世界的規模を誇るテロ組織、WLFの襲撃から数日が経過。
復興作業は順調に進み、同時に瓦礫の山となっていた商店街も少しずつその姿を消していた。
リモネシア政府は領地の国民、また世界に対してWLFは現地の警察組織が対応、事態は終息に向かっていると発表。
……否、正確にはそうせざるをえないと言った方が正しいだろう。
そもそも、一体誰が信じるのだろうか。時空振動で現れた記憶喪失の男が機動兵器を所有するテロリストに単身一人で、しかも生身で挑み、打ち勝った等と……。
公表したものとは大分違うし、近い内に三大国家の何れから指摘を受けるのは間違いないだろう。
リモネシア政府……もとい、外務大臣であるシオニー=レジスは今日も今日とで頭を悩ませていた。
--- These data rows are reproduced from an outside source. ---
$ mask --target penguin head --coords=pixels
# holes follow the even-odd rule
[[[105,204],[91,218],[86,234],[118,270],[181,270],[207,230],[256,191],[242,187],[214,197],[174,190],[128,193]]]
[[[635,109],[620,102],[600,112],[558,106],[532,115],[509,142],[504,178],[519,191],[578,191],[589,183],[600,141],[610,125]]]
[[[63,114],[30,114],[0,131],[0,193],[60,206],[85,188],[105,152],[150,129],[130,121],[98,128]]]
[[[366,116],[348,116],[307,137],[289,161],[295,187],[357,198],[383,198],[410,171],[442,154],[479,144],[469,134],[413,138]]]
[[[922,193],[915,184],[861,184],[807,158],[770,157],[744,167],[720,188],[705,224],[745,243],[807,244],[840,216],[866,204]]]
そして、その頭を悩ませている大半の原因となっている人物はというと……。
「ほら、動かないの。ネクタイ結べないでしょ」
「うー?」
全身を黒のスーツで包み、ネクタイを結んで貰っていた。
テロリスト達がリモネシアを襲って数日が経過し今日、シオニーとブロリーの関係もごく僅かだが変化を見せ始めていた。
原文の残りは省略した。